🐛 Pests & Disease ⏱ 8 min read 📊 Intermediate

Spider Mites — Identification and Treatment

Spider mites are the most common cannabis pest and can devastate a crop in weeks if not caught early. Here is how to identify, treat, and prevent them.

Identifying Spider Mites

Spider mites are tiny (0.5mm) arachnids, usually red/brown or yellow/white. The first visible sign is tiny white or yellow dots on the upper surface of leaves — these are feeding punctures. Turn a leaf over and look for tiny dots moving on the underside. Advanced infestations produce fine webbing between branches and leaves. Act immediately at first sign.

Why They Spread So Fast

A single female spider mite lays 100+ eggs that hatch in 3–5 days at 27°C. A small infestation can become a full-scale invasion in 1–2 weeks in warm, dry conditions. They thrive in hot, dry environments (above 27°C, below 50% humidity) — exactly the conditions some indoor grows create during summer.

Treatment — Organic Options

First response: blast both sides of all leaves with a strong water spray to knock mites off. Follow with: neem oil spray (2ml/L + 1ml dish soap per litre), pyrethrin-based sprays, spinosad, or diatomaceous earth on soil surface. Apply every 3 days for 3 cycles to catch eggs as they hatch. Alternate treatments to prevent resistance.
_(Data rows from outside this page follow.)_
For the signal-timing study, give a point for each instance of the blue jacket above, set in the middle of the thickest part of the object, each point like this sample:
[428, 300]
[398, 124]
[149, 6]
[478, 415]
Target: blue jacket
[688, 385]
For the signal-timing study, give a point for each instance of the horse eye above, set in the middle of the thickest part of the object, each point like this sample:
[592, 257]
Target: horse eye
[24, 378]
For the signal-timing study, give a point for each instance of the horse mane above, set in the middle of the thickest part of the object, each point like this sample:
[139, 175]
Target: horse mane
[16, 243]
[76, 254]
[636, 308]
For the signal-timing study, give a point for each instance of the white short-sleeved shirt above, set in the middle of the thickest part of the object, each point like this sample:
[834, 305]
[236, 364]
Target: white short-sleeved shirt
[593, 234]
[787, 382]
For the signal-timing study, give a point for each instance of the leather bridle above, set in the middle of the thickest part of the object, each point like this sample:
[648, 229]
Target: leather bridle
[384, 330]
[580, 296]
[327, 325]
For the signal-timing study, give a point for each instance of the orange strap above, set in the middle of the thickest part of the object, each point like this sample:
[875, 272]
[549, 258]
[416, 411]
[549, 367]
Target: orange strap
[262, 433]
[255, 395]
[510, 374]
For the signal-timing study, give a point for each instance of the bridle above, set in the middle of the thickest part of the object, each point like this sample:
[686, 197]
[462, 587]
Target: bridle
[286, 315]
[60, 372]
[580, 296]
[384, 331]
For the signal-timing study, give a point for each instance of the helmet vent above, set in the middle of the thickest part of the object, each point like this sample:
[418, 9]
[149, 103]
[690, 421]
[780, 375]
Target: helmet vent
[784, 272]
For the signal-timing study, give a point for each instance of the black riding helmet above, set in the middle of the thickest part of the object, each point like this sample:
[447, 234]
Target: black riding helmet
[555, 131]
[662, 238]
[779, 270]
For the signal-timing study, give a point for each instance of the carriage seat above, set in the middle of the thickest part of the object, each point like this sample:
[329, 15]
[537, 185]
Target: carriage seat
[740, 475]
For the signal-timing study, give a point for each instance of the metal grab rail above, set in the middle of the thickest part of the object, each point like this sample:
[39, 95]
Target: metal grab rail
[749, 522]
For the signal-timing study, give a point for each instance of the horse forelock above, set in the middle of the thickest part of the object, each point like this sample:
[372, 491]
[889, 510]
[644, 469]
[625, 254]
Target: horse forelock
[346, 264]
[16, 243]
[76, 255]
Treatment — Chemical Options

For severe infestations: abamectin-based miticides are highly effective. Rotate between two different chemical classes to prevent resistance. Never spray flowers with any pesticide — this ends up in your final product. If mites reach your flowers, you have very limited options other than sacrificing affected buds.

Prevention

Keep humidity above 50% in veg. Keep temperatures below 27°C. Inspect leaf undersides with a jeweller's loupe weekly. Never introduce plants from unknown sources into your grow room. Change clothes before entering grow space if you have been outdoors. Beneficial predatory mites (Phytoseiulus persimilis) provide excellent biological control.

Quick Tips

  • The window between spotting first mites and losing control is about 1 week — act immediately.
  • Sticky yellow traps hung above canopy catch flying pests and give early warning of infestations.
  • Spider mites hate water — a clean, humid grow environment is the best prevention.